Tuesday 2 March 2010

Diagram Prize - a celebration of odd book titles

Although the Diagram Prize has apparently been running for more than 30 years, I have only recently come across it. It's an annual prize awarded by The Bookseller magazine to the book with the oddest title, as voted by the public.

Although many of the entries seem to come from the world of academia, there are also plenty of self-help titles and even children's books.
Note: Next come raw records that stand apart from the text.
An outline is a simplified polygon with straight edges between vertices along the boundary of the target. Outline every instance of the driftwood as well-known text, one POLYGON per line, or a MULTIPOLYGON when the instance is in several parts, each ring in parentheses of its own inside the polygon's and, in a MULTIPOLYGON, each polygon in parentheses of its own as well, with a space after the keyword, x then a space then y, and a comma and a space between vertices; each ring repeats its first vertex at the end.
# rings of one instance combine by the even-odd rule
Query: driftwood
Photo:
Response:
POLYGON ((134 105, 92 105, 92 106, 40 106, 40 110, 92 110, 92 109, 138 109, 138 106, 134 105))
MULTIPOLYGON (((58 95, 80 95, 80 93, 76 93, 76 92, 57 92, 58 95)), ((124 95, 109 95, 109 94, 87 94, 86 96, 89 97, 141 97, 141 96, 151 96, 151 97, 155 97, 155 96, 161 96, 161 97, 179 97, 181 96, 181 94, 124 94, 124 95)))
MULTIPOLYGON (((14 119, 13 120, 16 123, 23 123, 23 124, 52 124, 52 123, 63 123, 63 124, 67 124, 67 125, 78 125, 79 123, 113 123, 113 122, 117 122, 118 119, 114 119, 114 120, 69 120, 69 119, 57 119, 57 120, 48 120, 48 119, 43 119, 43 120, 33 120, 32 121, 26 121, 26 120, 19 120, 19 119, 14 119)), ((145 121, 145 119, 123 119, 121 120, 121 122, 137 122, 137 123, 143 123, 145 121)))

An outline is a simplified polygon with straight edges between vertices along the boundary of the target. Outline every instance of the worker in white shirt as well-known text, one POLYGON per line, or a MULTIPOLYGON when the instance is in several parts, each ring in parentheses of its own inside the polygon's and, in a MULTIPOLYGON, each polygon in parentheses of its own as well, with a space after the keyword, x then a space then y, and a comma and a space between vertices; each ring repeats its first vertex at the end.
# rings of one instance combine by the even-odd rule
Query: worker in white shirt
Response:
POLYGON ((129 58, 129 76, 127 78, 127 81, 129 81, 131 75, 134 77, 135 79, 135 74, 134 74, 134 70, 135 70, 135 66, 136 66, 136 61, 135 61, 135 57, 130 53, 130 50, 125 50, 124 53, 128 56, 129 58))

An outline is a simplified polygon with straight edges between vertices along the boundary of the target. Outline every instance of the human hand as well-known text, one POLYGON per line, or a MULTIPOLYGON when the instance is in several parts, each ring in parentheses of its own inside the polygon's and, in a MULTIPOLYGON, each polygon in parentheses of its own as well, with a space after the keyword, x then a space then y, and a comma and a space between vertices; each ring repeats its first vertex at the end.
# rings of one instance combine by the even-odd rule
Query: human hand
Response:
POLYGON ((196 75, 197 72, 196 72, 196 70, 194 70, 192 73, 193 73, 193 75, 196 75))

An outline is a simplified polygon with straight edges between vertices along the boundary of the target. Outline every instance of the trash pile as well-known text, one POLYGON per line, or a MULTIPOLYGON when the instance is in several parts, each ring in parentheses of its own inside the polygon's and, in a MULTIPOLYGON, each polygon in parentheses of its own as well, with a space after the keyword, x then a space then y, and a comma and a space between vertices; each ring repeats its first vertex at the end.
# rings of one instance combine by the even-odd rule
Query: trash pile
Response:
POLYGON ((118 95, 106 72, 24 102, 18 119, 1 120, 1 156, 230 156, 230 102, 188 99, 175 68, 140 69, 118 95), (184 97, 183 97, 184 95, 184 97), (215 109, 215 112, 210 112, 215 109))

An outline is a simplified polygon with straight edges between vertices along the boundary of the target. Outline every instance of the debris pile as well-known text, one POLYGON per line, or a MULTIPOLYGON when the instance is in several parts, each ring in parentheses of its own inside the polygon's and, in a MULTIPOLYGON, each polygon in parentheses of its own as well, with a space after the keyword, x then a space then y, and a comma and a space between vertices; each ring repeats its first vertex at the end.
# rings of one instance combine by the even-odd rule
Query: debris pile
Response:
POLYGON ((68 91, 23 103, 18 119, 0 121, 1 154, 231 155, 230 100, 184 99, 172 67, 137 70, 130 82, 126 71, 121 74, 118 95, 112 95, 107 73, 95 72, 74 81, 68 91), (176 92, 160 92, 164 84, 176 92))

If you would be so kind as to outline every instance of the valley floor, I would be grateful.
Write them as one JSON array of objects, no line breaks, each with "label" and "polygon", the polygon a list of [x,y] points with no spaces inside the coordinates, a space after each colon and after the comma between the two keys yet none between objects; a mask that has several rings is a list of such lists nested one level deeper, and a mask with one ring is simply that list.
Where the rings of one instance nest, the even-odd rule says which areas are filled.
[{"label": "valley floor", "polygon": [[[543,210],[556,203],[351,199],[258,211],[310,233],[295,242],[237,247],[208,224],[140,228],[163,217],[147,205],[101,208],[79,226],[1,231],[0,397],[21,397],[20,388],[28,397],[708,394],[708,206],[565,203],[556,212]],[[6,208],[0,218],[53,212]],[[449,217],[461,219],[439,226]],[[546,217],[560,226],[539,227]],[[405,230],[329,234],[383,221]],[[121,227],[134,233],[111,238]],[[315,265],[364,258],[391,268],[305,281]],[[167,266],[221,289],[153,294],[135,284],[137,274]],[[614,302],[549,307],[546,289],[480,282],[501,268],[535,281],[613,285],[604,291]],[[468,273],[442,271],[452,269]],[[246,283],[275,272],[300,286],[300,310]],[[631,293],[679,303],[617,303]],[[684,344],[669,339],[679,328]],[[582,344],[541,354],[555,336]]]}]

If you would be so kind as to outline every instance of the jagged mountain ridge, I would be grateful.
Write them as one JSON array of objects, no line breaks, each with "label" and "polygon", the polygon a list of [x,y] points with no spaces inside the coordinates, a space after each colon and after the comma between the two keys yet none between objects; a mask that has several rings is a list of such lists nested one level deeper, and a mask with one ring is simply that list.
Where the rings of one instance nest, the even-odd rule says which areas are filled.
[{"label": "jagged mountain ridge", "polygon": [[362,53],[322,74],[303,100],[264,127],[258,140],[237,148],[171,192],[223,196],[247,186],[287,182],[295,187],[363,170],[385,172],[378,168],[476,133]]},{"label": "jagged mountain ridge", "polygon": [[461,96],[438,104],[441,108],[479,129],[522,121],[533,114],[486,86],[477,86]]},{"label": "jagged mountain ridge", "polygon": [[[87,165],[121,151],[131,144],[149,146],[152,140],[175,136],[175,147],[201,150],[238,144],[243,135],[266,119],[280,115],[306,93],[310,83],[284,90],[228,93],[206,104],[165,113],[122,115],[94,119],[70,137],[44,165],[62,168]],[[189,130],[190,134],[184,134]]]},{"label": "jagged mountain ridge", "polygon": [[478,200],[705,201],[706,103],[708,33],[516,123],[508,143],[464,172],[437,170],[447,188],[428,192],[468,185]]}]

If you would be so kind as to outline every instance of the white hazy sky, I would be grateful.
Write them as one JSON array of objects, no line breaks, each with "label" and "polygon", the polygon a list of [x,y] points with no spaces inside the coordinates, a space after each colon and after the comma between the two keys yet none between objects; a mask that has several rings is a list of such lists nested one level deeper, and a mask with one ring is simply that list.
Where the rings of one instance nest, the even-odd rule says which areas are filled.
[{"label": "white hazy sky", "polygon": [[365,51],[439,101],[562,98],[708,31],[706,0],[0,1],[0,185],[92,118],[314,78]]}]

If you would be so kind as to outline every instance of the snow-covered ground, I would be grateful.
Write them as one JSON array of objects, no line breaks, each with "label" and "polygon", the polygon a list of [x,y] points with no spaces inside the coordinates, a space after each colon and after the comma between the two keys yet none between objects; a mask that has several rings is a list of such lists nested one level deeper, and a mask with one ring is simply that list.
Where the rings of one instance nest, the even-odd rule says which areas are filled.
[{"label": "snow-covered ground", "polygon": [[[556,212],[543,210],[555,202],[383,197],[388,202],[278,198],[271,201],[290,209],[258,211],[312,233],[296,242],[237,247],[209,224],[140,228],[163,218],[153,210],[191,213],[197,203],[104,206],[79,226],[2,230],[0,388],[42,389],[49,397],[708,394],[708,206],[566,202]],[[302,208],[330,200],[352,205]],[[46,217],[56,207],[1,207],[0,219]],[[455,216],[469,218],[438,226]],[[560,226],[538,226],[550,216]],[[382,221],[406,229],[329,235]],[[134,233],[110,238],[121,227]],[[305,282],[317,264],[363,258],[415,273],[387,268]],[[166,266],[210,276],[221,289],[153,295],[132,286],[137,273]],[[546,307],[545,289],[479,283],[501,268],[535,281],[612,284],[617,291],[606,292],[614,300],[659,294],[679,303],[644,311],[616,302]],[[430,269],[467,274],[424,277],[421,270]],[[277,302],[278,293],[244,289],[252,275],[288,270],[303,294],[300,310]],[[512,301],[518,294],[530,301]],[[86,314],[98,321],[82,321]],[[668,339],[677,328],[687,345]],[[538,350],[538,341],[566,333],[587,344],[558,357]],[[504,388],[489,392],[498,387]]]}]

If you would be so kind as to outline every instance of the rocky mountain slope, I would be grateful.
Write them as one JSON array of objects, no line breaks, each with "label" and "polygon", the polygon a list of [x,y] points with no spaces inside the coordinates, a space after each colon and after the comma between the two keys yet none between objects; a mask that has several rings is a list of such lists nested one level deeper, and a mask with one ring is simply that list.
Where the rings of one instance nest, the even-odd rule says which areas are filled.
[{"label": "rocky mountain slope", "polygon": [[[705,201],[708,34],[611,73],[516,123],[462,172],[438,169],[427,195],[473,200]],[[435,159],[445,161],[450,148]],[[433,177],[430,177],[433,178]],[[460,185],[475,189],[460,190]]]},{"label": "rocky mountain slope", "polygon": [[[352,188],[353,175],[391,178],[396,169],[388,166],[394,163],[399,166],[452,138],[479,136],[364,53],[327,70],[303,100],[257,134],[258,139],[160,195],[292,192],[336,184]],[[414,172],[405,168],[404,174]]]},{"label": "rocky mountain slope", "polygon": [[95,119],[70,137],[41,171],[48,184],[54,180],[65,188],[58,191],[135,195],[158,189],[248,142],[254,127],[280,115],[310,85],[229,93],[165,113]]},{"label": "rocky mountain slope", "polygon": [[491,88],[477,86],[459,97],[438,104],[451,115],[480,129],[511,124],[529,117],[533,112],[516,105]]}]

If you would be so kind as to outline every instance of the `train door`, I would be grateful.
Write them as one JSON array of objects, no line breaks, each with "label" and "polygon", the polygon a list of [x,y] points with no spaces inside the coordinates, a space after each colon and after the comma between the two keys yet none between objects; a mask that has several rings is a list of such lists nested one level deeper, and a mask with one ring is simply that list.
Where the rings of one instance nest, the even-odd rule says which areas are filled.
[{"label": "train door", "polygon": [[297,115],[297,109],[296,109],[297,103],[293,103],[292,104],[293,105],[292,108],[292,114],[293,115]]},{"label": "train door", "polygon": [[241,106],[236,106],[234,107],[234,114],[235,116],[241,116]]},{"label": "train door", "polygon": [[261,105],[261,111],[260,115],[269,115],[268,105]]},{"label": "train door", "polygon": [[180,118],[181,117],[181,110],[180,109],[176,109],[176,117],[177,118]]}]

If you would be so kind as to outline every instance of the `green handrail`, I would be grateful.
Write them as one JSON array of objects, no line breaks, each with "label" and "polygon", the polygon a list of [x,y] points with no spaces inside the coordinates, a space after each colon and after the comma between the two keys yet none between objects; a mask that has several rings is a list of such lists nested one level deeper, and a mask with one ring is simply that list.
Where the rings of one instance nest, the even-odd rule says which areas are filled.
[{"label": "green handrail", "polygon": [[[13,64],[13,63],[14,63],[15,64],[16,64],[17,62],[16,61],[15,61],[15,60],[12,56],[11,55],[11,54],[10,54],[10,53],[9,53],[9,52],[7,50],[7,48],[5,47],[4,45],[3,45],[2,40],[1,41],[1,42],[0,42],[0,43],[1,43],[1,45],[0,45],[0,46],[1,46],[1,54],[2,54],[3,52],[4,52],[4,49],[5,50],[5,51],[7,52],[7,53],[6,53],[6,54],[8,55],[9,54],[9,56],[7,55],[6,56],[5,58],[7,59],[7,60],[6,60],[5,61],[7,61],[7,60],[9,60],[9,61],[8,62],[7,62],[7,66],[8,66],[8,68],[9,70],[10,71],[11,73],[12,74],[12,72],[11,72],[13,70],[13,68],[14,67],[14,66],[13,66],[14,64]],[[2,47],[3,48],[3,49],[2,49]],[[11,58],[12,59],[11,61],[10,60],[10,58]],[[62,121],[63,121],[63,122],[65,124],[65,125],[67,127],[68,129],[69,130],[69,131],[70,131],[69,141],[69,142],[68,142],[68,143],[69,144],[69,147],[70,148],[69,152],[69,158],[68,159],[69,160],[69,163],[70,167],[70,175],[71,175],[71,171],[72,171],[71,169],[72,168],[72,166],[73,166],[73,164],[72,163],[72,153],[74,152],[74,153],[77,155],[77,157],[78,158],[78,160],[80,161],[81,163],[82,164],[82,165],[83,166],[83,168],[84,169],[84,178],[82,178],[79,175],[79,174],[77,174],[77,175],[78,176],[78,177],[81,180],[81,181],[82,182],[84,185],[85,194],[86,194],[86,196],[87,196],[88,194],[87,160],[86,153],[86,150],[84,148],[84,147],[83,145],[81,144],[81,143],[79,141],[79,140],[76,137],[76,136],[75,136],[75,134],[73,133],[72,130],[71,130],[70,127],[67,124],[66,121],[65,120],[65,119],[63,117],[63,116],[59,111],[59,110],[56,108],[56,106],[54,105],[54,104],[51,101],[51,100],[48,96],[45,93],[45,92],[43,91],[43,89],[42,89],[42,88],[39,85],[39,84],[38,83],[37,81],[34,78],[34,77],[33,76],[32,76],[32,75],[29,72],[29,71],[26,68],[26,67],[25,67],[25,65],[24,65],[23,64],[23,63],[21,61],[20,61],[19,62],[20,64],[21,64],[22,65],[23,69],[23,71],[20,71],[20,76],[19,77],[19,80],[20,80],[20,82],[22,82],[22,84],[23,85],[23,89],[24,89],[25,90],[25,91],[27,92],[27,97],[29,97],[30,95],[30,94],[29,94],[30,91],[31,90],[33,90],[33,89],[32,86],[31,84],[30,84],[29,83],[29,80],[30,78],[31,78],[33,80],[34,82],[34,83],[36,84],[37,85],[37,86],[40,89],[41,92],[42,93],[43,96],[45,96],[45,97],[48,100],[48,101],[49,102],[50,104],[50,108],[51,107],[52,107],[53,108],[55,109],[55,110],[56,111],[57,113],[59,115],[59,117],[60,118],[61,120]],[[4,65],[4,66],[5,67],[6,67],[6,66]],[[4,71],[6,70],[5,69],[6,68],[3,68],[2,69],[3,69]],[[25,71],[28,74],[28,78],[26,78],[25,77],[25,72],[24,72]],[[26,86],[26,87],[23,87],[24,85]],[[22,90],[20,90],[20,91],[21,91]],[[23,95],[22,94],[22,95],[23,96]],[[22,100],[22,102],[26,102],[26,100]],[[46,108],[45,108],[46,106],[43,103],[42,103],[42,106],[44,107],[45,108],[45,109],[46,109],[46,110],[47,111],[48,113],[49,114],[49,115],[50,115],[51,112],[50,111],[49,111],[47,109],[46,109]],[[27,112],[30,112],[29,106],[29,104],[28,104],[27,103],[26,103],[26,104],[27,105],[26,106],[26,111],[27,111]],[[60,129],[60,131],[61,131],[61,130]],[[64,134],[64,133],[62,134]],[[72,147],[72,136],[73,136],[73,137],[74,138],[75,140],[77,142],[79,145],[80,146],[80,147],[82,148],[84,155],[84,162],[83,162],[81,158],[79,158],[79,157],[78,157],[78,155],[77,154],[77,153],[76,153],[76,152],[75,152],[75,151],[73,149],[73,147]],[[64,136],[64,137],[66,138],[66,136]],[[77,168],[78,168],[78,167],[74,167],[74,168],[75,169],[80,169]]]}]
The shortlist for books published in 2009 prize was announced last month and includes six glorious titles:
  • The Changing World of Inflammatory Bowel Disease
  • Collectable Spoons of the Third Reich
  • Crocheting Adventures with Hyperbolic Planes
  • Governing Lethal Behaviour in Autonomous Robots
  • What Kind of Bean is this Chihuahua?
  • Afterthoughts of a Worm Hunter.
The Bookseller's own wonderfully named diarist Horace Bent - who runs the prize - sifted through more than 90 nominations, many of them sent in via Twitter, before settling on the chosen shortlist. 

The first ever prize was awarded in 1978 to Proceedings of the Second International Workshop on Nude Mice.

Last year, to celebrate 30 years of oddity, a special 'Diagram of Diagrams' prize was run to find the most odd title of all the winners. Some 8,500 people voted and the overall winner was 2007's fantastically titled If You Want Closure In Your Relationship, Start With Your Legs.

Some of my favourite winning titles of previous years are:

1986's Oral Sadism and the Vegetarian Personality 
1989's How to Shit in the Woods: An Environmentally Sound Approach to a Lost Art 

1996's Greek Rural Postmen and Their Cancellation Numbers
2003' The Big Book of Lesbian Horse Stories
2006's The Stray Shopping Carts of Eastern North America: A Guide to Field Identification

If you go to the Bookseller's website you can vote for the title you think deserves the 2009 prize - the winner will be announced on 26 March. My money is Collectable Spoons of the Third Reich - a title Spike Milligan would have been proud of.